10/10
Devilishly funny
15 July 1999
Movies just don't get much funnier than this. It's a witty send-up of American entertainment, with 14 musical numbers in various musical formats. It's also a vicious, right-on commentary on the MPAA ratings system, on Canada, and on American patriotism.

I have always liked the show on Comedy Central, but it has been a little uneven lately. Nevertheless, this is proof that Trey Parker and Matt Stone are for real.

The TV show has often been the target of cultural worriers - the film answers back with a broadside: it features as much profanity, violence, blasphemy and deliberately offensive behavior as any film I've ever seen, and it presents it's critics as morons who found organizations like Mothers Against Canada and end up inviting the apocalypse.

The boys sneak into an R-rated Canadian movie, starring their heroes Terrence and Philip, and emerge with an obscene vocabulary that sends their parents into a tizzy. The parents then do what parents do best: engage in a fit of blaming other people. They end pointing their finger at Canada - it's about as logical a target as "the culture," "the media" or "the guns" - and start a war.

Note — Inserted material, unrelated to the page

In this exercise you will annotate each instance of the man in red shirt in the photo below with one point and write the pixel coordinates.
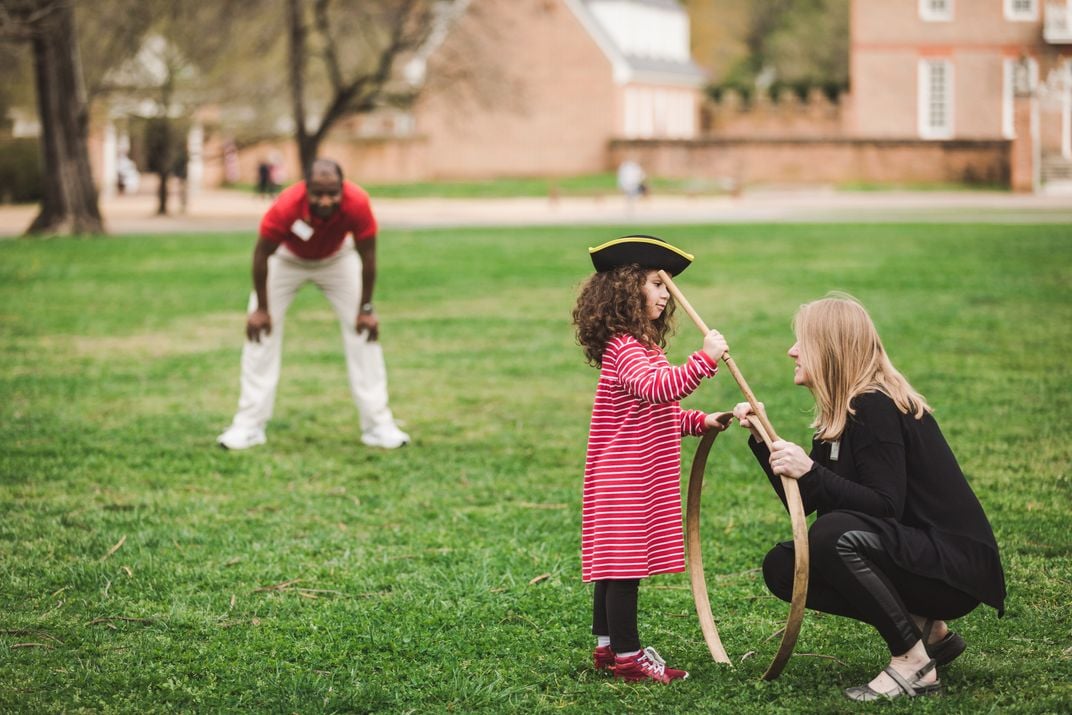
(309, 236)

There is an absolutely hilarious sequence involving the US military operation (the general says something like, "OK, 14th squadron, you're our shield - you're at the vanguard of this operation. Where are you guys?" Every black soldier tentatively raises his hand.)

Cartman is forced to test an anti-obscenity V-chip implanted directly into his brain - the results are predictable, but pretty funny, though it's a bit of a crib from A CLOCKWORK ORANGE.

Maybe the best scenes involve Kenny, who dies and goes to hell, where Satan and Saddam Hussein are involved in a torrid romance - Saddam is a randy, insensitive lout, and Satan is the insecure, manipulated, oft-abused "female" of the pairing.

Brilliant, twisted and immensely satisfying.